Stuff overflowed into the crevices

of my life, plugging up my time.

You know what I mean. You stare

at these things from another life,

still yours: yearbooks and diplomas.

Vacation photos. Lace hankies

from dead aunties. Treasure maps

from your past, blocking your future.

How did you get here? You search

the piles for clues, find them

in the florid penmanship of 3rd grade

teachers (Student shows promise

but needs to be more assertive),

in the digits of phone numbers

scrawled on cardboard coasters,

in the marriage license signed

by obliging strangers on a golden

fall day on Mt. Hood. Your beloved

world is outdated, frayed, and faded.

Parts of it smell musty. You find

your mind is a half-filled sack containing

old receipts from Home Depot, two family

Bibles (yours and his), endless coils

of electrical cords, uncirculated

coins from the U.S. Mint. I tried

to remember the life I led, the one

that required a pink pageboy wig,

white leather boots, and gossamer wings.

I tried to remember how he shined

his shoes on Sunday nights, buffed them

with the horsehair brush sitting heavy

in my hands. Over & over,

I sifted through old papers – birthday

cards, car titles, sheet music, love

letters. The piles shifted

and bulged like tectonic plates.

My sister helped sometimes, tossing

his woodworking magazines and

muddy running shoes into the trash.

There, they spooned with eyeglass cases,

broken kites, half-used bottles

of hotel shampoo. Within an hour,

she’d exhume bare floor, cutting off

my protests about social need

and landfills. (Poor people don’t want

this shit either, honey.)

I’d begin again in earnest. Another roll

of blue masking tape. Another set

of garbage bags and boxes.
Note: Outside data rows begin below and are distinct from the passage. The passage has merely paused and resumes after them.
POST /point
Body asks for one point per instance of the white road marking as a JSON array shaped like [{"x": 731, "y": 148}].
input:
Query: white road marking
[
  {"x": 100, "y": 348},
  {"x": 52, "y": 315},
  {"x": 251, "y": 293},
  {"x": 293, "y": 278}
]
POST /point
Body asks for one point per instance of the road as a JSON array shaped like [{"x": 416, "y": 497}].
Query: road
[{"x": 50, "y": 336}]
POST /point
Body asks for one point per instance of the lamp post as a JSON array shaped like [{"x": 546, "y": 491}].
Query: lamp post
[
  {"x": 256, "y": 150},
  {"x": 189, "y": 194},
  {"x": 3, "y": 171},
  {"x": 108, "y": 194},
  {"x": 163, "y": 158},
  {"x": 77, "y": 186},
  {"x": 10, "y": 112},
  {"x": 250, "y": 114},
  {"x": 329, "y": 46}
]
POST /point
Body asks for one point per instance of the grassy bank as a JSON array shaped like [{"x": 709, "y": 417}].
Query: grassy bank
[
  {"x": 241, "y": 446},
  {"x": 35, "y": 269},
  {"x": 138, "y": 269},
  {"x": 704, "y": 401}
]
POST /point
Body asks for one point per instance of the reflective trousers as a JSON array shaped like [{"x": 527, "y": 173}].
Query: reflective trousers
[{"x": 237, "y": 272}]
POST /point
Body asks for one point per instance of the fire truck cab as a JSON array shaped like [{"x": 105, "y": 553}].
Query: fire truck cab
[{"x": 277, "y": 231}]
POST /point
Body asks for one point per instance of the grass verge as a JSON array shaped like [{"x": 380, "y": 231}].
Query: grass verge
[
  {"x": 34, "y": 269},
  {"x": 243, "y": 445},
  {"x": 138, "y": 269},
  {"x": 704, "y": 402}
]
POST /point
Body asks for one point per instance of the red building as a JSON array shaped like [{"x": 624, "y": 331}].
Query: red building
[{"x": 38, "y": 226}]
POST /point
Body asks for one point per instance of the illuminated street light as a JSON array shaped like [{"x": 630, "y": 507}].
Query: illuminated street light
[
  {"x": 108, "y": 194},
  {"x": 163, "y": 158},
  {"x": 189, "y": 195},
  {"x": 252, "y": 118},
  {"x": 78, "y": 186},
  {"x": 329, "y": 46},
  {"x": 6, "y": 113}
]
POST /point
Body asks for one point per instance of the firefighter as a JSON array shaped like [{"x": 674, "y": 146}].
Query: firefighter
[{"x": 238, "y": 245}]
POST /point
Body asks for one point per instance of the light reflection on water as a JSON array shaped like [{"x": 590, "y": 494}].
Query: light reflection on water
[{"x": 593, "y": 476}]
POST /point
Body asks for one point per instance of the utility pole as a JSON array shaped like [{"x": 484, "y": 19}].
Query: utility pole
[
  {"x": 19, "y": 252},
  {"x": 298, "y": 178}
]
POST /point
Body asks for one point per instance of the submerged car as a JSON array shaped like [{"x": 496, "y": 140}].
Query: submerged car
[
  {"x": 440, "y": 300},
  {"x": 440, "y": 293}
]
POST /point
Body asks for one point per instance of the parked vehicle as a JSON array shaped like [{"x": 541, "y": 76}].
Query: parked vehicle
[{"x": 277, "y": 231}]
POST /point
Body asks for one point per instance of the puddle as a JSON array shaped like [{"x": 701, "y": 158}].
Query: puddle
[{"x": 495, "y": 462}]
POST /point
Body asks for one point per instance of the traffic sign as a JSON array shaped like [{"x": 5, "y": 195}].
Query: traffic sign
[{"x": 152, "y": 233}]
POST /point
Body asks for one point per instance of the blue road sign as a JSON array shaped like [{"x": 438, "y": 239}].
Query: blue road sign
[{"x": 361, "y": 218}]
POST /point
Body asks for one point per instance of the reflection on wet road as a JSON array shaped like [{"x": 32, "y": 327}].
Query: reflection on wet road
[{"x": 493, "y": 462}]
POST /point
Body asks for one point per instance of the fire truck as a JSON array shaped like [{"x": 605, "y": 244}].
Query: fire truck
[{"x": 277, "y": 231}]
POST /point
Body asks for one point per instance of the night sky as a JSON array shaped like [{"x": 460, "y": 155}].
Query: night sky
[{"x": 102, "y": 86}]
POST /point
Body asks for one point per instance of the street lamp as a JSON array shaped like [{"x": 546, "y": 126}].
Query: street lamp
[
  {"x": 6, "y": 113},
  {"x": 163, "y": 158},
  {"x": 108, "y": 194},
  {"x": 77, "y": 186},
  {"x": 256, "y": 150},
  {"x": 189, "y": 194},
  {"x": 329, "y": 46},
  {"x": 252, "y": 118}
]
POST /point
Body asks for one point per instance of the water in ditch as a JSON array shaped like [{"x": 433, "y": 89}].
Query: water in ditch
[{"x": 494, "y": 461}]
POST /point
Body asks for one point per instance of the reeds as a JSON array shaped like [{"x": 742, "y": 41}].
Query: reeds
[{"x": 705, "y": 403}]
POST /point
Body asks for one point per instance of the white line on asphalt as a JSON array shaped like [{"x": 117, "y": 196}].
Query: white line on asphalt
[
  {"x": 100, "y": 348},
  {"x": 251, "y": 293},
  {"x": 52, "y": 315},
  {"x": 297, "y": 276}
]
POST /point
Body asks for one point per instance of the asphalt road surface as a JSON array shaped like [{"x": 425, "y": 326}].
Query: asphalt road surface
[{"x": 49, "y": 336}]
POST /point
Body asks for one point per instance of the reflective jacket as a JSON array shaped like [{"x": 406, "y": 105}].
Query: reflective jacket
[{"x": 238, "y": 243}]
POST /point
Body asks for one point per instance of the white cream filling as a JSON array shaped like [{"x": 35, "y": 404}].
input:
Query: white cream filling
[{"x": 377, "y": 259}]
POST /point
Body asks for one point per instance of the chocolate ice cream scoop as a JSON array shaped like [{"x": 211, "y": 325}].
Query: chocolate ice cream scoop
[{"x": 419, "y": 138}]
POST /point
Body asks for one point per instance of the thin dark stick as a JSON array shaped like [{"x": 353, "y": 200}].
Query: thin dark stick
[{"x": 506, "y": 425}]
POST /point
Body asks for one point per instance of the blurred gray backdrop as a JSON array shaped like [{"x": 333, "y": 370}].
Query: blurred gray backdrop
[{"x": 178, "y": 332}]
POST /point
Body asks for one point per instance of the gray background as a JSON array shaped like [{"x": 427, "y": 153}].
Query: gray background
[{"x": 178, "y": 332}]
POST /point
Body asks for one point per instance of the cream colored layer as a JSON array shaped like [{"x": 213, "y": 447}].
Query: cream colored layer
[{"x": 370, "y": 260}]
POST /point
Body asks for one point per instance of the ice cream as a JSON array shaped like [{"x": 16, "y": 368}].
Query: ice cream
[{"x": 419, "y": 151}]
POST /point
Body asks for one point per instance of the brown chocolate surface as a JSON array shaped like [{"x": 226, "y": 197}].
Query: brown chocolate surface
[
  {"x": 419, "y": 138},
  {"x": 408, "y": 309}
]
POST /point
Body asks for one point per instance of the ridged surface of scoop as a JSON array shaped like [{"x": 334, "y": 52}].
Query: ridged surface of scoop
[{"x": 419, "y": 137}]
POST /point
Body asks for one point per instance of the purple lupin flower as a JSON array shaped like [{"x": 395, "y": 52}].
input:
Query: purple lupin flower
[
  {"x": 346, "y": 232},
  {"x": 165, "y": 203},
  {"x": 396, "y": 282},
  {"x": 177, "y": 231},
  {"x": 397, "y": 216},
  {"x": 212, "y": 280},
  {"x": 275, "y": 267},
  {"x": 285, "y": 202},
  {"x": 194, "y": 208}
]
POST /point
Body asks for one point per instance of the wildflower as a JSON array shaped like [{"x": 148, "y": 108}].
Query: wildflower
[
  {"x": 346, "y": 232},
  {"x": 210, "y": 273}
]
Reaching

through dust to more dust. Excavating

the hardest things: the yellowed

wedding dress, the piece of copper

stove pipe with fluted cap and perfect

green patina that he began to fashion

into a birdhouse for me. The walnut

cane he carved himself, the heart-

shaped pillow from the ICU,

compression socks nested

in an unopened package. Just yesterday,

it seemed, he stocked his cigar box

with sacred objects – feathers

and shells we picked up at Hug Point,

the soft lock of hair he snipped

from my head. I looked for meaning

in all that stuff. But none emerged.

Unless you count the postcard

I found and kept: Mount St. Helens,

before the explosion. Shimmering

water. Wildflower meadows. The magma

below, seeking cracks.

About the Author

Linda Drach

Linda Drach facilitates community writing workshops through the nonprofit Write Around Portland. In 2018, she was awarded a writing residency at PLAYA Summer Lake, in Oregon's Outback. Her poetry has been published or is forthcoming in CALYX, Clackamas Literary Review, the Timberline Review, the Hole in the Head Review, and VoiceCatcher.